People need to know that Christian leaders, singers, preachers, writers, whoever, are as cracked and broken as the next person. Maybe more so. Hopefully they are in positions of leadership, though, because they are serious about following Christ, and so people can see that real success in the kingdom of God is not about being strong and looking good and knowing all the right answers. It’s about continually yielding oneself to Jesus and determining to take purposeful little steps of obedience, and the ragged reality that it’s all about God and His grace at work in us.
I still have awfully dark days. I still take medication. I still see a counselor. I wish God would take my depression away.

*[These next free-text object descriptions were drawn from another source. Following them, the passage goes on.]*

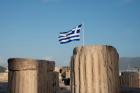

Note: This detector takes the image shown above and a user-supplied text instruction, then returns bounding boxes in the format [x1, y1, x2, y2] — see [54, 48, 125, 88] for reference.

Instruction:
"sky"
[0, 0, 140, 66]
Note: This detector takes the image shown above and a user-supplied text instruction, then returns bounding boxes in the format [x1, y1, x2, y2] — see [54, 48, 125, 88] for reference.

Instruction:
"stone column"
[71, 45, 120, 93]
[8, 58, 38, 93]
[8, 58, 55, 93]
[120, 72, 140, 88]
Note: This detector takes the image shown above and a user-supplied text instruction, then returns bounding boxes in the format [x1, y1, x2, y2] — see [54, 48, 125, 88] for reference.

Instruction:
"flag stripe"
[60, 30, 71, 34]
[59, 37, 80, 44]
[59, 29, 80, 37]
[59, 35, 80, 41]
[60, 39, 80, 44]
[59, 33, 80, 40]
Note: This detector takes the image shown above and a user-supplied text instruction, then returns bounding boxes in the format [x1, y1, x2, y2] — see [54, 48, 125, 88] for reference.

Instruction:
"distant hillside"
[0, 66, 6, 72]
[0, 57, 140, 72]
[119, 57, 140, 71]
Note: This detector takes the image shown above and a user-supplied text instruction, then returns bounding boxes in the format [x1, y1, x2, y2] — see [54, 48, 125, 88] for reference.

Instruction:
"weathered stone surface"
[47, 72, 59, 93]
[71, 45, 120, 93]
[8, 58, 55, 71]
[8, 58, 57, 93]
[120, 72, 140, 88]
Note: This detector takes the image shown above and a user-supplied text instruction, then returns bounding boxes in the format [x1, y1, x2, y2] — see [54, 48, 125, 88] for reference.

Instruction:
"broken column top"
[73, 45, 118, 55]
[8, 58, 55, 71]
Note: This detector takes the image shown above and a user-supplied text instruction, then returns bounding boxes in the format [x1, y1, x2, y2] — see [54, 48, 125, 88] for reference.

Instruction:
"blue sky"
[0, 0, 140, 66]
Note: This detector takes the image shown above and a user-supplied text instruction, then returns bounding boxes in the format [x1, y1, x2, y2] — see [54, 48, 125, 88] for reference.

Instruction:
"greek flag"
[58, 24, 82, 44]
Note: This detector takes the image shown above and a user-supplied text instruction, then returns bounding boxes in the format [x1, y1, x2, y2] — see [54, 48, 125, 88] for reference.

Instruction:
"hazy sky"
[0, 0, 140, 66]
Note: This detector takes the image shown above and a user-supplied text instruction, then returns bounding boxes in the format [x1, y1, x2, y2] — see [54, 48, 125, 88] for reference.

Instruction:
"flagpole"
[82, 22, 85, 46]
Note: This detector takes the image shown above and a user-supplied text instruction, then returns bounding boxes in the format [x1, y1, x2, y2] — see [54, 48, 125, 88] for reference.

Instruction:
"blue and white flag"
[58, 24, 82, 44]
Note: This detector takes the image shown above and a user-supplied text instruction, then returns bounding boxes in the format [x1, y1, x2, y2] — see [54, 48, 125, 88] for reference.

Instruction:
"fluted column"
[8, 58, 56, 93]
[71, 45, 120, 93]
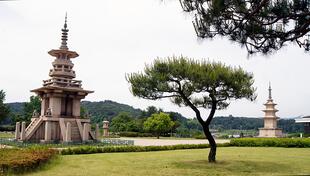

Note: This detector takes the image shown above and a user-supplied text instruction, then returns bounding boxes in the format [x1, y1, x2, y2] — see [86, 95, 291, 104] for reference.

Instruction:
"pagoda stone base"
[258, 128, 283, 138]
[15, 116, 96, 143]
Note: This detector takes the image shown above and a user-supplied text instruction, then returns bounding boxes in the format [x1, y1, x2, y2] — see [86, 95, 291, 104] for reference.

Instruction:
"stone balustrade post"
[65, 122, 72, 142]
[44, 121, 52, 142]
[15, 122, 20, 140]
[82, 123, 89, 141]
[20, 122, 26, 141]
[95, 123, 100, 140]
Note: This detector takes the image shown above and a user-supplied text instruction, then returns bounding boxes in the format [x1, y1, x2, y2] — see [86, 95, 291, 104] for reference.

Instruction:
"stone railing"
[43, 77, 82, 88]
[49, 68, 76, 78]
[101, 139, 134, 146]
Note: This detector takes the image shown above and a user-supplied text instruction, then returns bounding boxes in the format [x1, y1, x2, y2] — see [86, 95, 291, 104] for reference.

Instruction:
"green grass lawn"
[25, 147, 310, 176]
[0, 132, 14, 138]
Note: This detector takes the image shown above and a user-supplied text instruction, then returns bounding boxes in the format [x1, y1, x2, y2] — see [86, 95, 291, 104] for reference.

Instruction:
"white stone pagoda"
[15, 16, 96, 143]
[258, 83, 282, 137]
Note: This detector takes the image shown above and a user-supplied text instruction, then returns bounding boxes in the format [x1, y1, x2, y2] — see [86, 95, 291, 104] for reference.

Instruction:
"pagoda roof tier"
[48, 49, 79, 59]
[31, 86, 94, 95]
[52, 59, 74, 67]
[264, 102, 277, 106]
[262, 109, 278, 112]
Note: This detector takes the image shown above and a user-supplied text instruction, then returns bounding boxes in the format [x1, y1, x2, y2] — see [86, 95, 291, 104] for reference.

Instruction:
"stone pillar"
[15, 122, 20, 140]
[103, 121, 109, 137]
[82, 123, 89, 141]
[41, 98, 46, 116]
[95, 123, 100, 140]
[20, 122, 26, 141]
[50, 97, 61, 116]
[44, 121, 52, 141]
[65, 122, 72, 142]
[72, 99, 81, 117]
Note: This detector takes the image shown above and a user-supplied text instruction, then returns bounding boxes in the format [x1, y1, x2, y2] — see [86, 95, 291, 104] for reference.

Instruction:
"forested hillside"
[210, 116, 302, 133]
[81, 100, 143, 123]
[4, 100, 303, 133]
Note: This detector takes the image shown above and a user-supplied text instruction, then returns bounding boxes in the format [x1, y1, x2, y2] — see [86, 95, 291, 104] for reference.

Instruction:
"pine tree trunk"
[203, 126, 216, 163]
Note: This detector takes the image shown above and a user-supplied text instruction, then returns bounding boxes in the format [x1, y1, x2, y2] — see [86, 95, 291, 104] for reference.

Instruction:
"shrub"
[119, 132, 154, 137]
[0, 147, 57, 175]
[119, 132, 139, 137]
[193, 134, 205, 139]
[230, 138, 310, 148]
[0, 125, 15, 132]
[61, 143, 215, 155]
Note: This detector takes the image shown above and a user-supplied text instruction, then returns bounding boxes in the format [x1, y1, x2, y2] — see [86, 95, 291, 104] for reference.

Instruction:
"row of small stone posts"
[64, 121, 109, 142]
[15, 120, 110, 143]
[62, 122, 93, 143]
[56, 120, 110, 143]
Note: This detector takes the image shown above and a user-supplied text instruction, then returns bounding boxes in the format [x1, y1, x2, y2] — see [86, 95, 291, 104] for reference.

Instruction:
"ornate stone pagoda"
[15, 16, 96, 143]
[258, 83, 282, 137]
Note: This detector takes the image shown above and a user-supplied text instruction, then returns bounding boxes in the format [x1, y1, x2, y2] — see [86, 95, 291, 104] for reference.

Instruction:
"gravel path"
[121, 138, 230, 146]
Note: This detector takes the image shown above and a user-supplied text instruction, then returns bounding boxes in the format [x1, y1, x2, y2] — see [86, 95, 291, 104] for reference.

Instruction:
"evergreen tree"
[0, 90, 10, 123]
[127, 56, 256, 162]
[22, 96, 41, 123]
[179, 0, 310, 54]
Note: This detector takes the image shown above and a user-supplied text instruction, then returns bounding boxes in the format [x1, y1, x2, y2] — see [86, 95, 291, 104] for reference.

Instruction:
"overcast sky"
[0, 0, 309, 119]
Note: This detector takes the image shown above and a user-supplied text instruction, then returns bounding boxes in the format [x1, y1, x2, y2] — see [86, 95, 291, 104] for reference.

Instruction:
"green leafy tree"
[23, 96, 41, 123]
[141, 106, 163, 118]
[143, 112, 175, 139]
[179, 0, 310, 55]
[0, 90, 10, 123]
[127, 56, 256, 162]
[110, 112, 139, 132]
[10, 113, 23, 124]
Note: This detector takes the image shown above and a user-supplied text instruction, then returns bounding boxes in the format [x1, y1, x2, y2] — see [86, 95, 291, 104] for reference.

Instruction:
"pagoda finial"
[268, 82, 272, 99]
[60, 13, 69, 50]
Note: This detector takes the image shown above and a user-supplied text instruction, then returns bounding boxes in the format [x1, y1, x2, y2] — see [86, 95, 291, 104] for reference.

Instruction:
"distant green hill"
[5, 101, 303, 133]
[6, 102, 24, 114]
[81, 100, 143, 123]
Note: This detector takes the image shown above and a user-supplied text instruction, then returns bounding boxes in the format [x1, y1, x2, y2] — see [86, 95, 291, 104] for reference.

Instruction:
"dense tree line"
[3, 99, 303, 134]
[210, 116, 303, 133]
[0, 90, 10, 124]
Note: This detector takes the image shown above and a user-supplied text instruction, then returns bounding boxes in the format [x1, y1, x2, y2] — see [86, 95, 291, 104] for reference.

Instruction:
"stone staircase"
[25, 118, 39, 132]
[71, 121, 82, 142]
[25, 118, 43, 140]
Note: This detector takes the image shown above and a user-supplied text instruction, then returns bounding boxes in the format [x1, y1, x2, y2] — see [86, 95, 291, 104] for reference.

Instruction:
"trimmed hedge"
[0, 126, 15, 132]
[0, 147, 57, 175]
[230, 138, 310, 148]
[61, 143, 231, 155]
[119, 132, 154, 137]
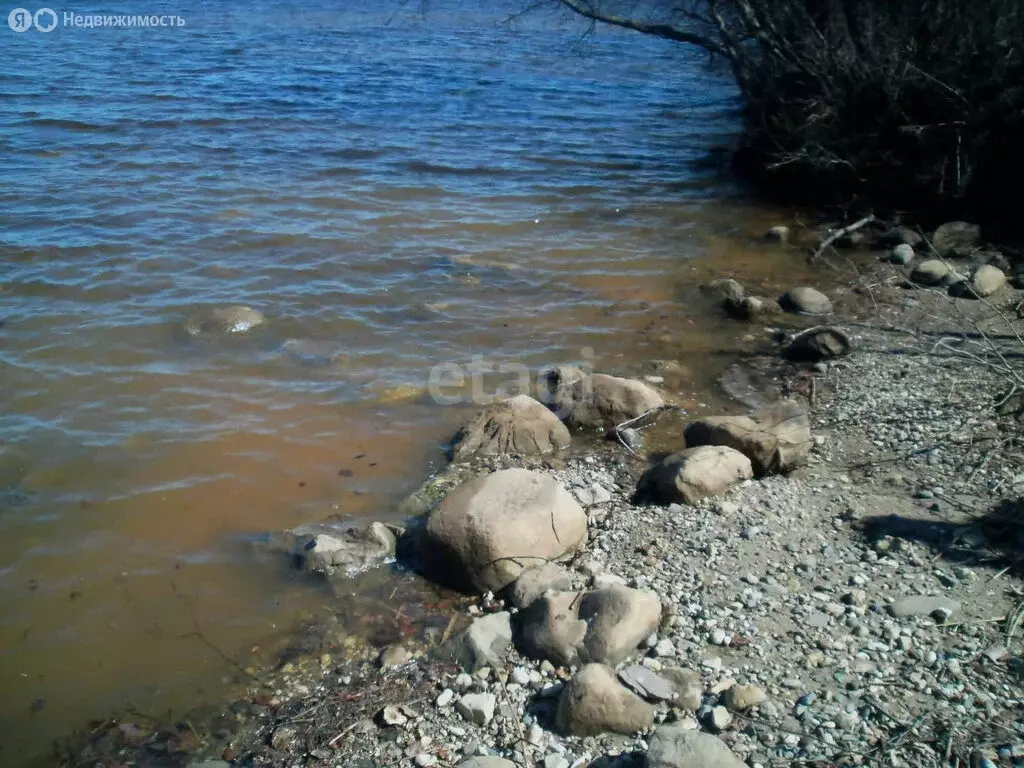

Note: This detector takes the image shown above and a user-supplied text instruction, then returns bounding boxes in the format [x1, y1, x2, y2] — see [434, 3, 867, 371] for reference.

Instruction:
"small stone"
[378, 706, 408, 727]
[414, 755, 437, 767]
[888, 596, 961, 621]
[436, 689, 455, 707]
[378, 645, 413, 669]
[456, 693, 496, 726]
[779, 286, 833, 315]
[889, 243, 915, 264]
[723, 684, 767, 712]
[704, 705, 732, 732]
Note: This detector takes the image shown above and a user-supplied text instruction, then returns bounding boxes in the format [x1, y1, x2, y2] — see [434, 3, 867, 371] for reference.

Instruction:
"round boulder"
[784, 327, 851, 363]
[449, 395, 571, 461]
[422, 469, 587, 593]
[954, 264, 1006, 299]
[889, 244, 915, 265]
[910, 259, 952, 286]
[778, 287, 833, 315]
[542, 368, 664, 431]
[638, 446, 753, 505]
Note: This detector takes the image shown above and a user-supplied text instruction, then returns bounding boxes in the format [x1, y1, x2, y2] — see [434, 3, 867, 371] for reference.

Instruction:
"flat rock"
[507, 562, 574, 608]
[618, 664, 676, 702]
[449, 395, 571, 461]
[556, 663, 655, 736]
[422, 469, 587, 593]
[888, 596, 961, 621]
[542, 367, 664, 431]
[645, 725, 747, 768]
[778, 287, 833, 315]
[451, 611, 512, 672]
[784, 327, 851, 363]
[639, 445, 752, 504]
[723, 684, 767, 711]
[684, 405, 812, 475]
[517, 585, 662, 666]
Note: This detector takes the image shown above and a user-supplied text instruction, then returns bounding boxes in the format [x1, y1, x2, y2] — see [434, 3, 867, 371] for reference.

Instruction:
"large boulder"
[778, 287, 833, 315]
[182, 305, 265, 336]
[516, 585, 662, 666]
[932, 221, 981, 259]
[449, 395, 571, 461]
[421, 469, 587, 593]
[637, 446, 752, 505]
[645, 725, 747, 768]
[284, 522, 398, 578]
[555, 664, 656, 736]
[683, 406, 812, 475]
[542, 367, 664, 431]
[910, 259, 954, 286]
[949, 264, 1007, 299]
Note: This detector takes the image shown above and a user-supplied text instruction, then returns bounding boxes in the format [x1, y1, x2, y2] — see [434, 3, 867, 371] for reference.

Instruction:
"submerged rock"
[182, 305, 265, 336]
[286, 522, 399, 578]
[421, 469, 587, 593]
[638, 446, 753, 504]
[449, 395, 570, 461]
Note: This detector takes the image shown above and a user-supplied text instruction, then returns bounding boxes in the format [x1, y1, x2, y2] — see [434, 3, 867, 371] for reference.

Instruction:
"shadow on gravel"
[859, 497, 1024, 574]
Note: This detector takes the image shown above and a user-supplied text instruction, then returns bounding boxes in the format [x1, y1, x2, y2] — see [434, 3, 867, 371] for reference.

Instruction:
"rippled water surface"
[0, 2, 824, 762]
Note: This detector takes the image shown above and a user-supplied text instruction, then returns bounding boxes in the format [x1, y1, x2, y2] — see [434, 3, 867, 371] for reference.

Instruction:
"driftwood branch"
[809, 215, 876, 262]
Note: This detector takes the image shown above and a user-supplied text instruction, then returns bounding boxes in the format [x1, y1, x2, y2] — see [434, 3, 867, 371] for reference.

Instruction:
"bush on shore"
[547, 0, 1024, 235]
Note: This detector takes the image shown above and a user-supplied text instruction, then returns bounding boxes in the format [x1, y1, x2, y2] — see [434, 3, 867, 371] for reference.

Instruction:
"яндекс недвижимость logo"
[7, 8, 185, 31]
[8, 8, 57, 32]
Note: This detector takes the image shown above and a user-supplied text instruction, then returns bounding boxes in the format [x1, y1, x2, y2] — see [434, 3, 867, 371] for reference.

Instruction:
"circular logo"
[7, 8, 33, 32]
[34, 8, 57, 32]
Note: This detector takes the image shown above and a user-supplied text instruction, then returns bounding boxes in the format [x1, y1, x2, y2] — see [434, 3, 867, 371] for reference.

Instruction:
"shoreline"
[60, 229, 1024, 768]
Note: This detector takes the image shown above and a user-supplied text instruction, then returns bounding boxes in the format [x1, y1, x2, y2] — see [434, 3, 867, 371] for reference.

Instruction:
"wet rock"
[725, 295, 781, 321]
[507, 562, 573, 609]
[449, 395, 571, 461]
[456, 693, 496, 726]
[182, 305, 265, 336]
[683, 406, 811, 475]
[778, 287, 833, 316]
[542, 367, 664, 431]
[422, 468, 587, 593]
[618, 664, 676, 702]
[722, 684, 767, 711]
[784, 326, 851, 363]
[556, 663, 656, 736]
[451, 611, 512, 672]
[950, 264, 1006, 299]
[701, 278, 745, 303]
[517, 585, 662, 666]
[638, 446, 753, 504]
[932, 221, 982, 258]
[288, 522, 398, 578]
[645, 725, 747, 768]
[910, 259, 953, 286]
[889, 596, 961, 621]
[889, 244, 915, 265]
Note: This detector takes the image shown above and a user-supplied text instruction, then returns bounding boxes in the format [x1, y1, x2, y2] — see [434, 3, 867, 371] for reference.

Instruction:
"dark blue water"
[0, 2, 742, 761]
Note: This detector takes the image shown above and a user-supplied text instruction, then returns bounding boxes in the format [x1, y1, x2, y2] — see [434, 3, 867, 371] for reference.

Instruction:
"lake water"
[0, 1, 817, 762]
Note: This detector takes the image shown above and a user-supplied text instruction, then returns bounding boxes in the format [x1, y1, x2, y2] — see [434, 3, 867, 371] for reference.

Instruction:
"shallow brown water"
[0, 2, 834, 762]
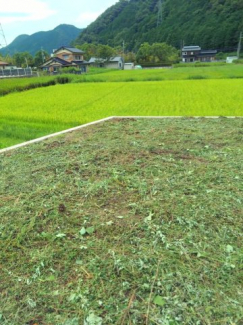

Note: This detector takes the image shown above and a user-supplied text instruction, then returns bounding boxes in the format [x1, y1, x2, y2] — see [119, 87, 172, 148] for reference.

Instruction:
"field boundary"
[0, 116, 239, 154]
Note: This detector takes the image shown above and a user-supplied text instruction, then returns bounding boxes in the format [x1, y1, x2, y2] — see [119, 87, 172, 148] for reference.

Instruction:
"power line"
[0, 23, 8, 48]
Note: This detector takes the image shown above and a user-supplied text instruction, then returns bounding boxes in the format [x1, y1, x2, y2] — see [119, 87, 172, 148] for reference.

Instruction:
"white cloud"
[0, 0, 56, 24]
[75, 11, 103, 26]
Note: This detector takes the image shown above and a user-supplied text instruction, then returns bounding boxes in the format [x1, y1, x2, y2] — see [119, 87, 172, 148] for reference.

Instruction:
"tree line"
[75, 0, 243, 52]
[0, 42, 179, 68]
[0, 50, 50, 68]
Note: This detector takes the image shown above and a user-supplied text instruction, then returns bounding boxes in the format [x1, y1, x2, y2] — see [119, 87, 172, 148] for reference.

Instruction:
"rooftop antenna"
[0, 23, 8, 49]
[157, 0, 163, 27]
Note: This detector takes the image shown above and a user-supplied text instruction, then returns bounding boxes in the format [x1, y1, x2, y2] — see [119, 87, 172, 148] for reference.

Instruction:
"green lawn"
[0, 117, 242, 324]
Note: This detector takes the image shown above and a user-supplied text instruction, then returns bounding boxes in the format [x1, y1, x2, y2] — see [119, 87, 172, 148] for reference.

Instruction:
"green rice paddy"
[0, 65, 243, 149]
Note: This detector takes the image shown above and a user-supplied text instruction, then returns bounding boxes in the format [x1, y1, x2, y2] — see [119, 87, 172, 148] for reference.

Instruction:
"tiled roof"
[199, 50, 217, 55]
[109, 56, 123, 62]
[54, 46, 84, 54]
[89, 57, 106, 63]
[72, 60, 90, 65]
[182, 46, 201, 51]
[40, 57, 70, 67]
[40, 57, 90, 68]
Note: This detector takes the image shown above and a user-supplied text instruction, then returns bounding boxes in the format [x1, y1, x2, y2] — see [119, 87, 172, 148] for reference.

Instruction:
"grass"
[73, 65, 243, 83]
[0, 117, 242, 324]
[1, 78, 243, 149]
[1, 64, 243, 97]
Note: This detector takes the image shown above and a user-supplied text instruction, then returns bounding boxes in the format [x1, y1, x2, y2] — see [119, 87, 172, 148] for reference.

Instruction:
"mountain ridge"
[75, 0, 243, 51]
[0, 24, 83, 56]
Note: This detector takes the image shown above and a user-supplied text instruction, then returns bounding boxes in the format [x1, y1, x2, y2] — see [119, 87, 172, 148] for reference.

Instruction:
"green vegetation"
[0, 77, 242, 149]
[1, 63, 243, 97]
[0, 75, 71, 97]
[75, 0, 243, 51]
[0, 117, 242, 324]
[74, 64, 243, 82]
[136, 42, 178, 64]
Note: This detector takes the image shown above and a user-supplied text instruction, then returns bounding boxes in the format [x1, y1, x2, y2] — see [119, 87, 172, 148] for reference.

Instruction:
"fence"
[0, 68, 34, 78]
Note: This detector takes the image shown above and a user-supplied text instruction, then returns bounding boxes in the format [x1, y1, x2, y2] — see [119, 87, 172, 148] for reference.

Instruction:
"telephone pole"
[41, 47, 46, 63]
[0, 23, 8, 48]
[237, 32, 243, 59]
[157, 0, 163, 27]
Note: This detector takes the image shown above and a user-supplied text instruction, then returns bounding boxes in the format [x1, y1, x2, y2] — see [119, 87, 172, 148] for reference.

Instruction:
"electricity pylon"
[0, 23, 8, 48]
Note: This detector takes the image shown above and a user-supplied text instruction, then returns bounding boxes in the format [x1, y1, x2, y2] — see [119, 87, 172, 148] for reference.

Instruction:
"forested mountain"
[0, 25, 82, 56]
[75, 0, 243, 51]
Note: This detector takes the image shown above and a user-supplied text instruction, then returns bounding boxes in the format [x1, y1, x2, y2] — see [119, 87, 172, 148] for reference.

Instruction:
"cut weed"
[0, 117, 242, 324]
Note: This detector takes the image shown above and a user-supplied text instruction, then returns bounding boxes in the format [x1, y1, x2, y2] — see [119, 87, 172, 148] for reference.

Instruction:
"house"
[89, 57, 106, 68]
[198, 50, 217, 62]
[106, 57, 124, 69]
[181, 46, 217, 62]
[88, 56, 124, 69]
[124, 62, 134, 70]
[40, 46, 90, 73]
[0, 61, 9, 69]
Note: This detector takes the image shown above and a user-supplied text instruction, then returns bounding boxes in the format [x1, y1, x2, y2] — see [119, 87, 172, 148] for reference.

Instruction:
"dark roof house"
[182, 46, 217, 62]
[40, 46, 89, 72]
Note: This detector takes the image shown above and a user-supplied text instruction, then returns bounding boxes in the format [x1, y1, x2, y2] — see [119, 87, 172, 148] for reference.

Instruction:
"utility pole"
[0, 23, 8, 48]
[157, 0, 163, 27]
[237, 32, 243, 59]
[25, 57, 29, 68]
[41, 47, 45, 63]
[122, 40, 125, 61]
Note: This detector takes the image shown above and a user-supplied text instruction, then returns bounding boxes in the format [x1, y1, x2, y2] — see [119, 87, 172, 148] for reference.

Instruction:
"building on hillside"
[40, 46, 90, 73]
[181, 46, 217, 62]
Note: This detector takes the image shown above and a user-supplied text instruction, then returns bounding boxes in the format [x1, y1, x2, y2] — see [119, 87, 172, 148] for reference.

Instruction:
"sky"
[0, 0, 118, 45]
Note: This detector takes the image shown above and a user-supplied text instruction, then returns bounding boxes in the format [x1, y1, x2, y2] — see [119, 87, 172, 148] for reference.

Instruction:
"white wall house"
[105, 57, 124, 69]
[124, 63, 134, 70]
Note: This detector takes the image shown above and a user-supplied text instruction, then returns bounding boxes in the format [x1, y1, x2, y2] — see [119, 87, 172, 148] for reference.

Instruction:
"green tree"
[136, 42, 152, 62]
[96, 44, 115, 59]
[151, 43, 178, 62]
[34, 50, 50, 67]
[97, 44, 115, 59]
[12, 52, 34, 67]
[124, 51, 136, 63]
[76, 43, 98, 61]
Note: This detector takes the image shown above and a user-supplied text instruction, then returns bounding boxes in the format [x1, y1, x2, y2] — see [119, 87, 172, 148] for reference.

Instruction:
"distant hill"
[75, 0, 243, 51]
[0, 24, 83, 56]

But so far He hasn’t, and perhaps that is because He’s using this as a way to keep me dependent on Him. I have to get my worth from Christ and Christ alone.
It’s a journey. I recognize the dark tides that can push and pull me to places I don’t want to go. So I anchor myself to the One who can take me where I do want to go.
I take a perverse pleasure in so many of the Psalms, and I am so absolutely grateful to God that He would include the wild writings of a guy like David, who clearly had his ups and downs. I can relate with the pain and great sweeps of melancholy in the Psalms. But I can also relate with the way David always returned to his hope in the Lord. His pain was real, but so was his hope. And in spite of being slightly crazy, David knew that the Lord God Himself knew him before he was born. He is the One who will cause our stories to ultimately end secure and well, right in His arms.